I’ll always remember that first pea straight from the pod, picked from my grandma’s garden as a little girl. It was the sweetest pea I’d ever had and ever since then I was hooked - determined to grow my own food when I had my own space.
My primary motivations for getting an allotment were both for environmental reasons, and also just how good fresh fruit and vegetables taste. When you grow your own food, you start to become more aware of the importance of eating seasonally both for flavour and nutrients. Nothing beats homegrown potatoes for their crisp delicate taste and once you’ve tried homegrown sweetcorn you can never go back - supermarket sweetcorn just doesn’t cut it anymore.
However the health benefits for taking on an allotment are endless. Firstly, you control the growing conditions. All of our crops are grown organically, meaning I know exactly what ends up on our plate.
Gardening is also a full body work out - no really! I’ve never been one to stick to a gym membership but I can put in a few hours at the allotment and not consider it a workout, until the next day when my muscles ache. It’s definitely helped improve both my strength and flexibility, not to mention the sheer amount of squats completed when planting out crops.

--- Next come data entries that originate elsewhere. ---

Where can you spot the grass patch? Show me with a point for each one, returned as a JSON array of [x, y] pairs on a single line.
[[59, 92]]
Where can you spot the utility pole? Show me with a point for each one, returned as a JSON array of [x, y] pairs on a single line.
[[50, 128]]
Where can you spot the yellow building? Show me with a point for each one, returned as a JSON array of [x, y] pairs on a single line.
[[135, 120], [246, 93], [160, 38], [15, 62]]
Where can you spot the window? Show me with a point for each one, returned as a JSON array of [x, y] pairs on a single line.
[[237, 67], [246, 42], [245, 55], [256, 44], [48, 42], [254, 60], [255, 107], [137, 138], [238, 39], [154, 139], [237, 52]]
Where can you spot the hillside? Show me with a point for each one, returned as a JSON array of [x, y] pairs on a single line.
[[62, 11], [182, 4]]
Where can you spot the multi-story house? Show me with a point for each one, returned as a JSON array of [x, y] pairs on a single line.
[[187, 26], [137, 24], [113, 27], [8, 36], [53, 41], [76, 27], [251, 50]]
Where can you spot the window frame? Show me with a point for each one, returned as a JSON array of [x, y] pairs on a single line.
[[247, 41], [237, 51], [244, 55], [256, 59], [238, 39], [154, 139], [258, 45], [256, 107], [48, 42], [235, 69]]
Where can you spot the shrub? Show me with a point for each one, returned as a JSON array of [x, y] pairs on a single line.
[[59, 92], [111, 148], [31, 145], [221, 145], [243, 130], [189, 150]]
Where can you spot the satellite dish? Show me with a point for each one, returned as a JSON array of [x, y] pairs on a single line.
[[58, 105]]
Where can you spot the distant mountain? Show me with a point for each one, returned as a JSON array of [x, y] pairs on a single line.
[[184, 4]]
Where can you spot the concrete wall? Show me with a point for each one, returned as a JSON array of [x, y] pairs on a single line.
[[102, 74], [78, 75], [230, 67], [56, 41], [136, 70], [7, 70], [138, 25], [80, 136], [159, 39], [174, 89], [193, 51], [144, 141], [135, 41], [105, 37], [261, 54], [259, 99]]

There’s also the invaluable benefits of gardening on your mental health. It’s widely been reported that finding your green fingers can help reduce depression, anxiety and stress, not to mention loneliness as you form a network with other plot-holders. I’ve recently had a baby and it’s been quite an identity adjustment becoming a new mum. The allotment has helped my mental wellbeing enormously, forcing me outside to find five minutes of ‘me time’, which in turn makes me a better mother.
There’s a definite feeling of accomplishment with an allotment. Plants can challenge and frustrate you but nothing beats the feeling when you tried to grow something and it only went and worked.
For me, having an allotment is a way of life. So if you’re considering taking up gardening, please do. If you’re thinking about putting your name on an allotment waiting list - make that leap. It might well be the best thing you do.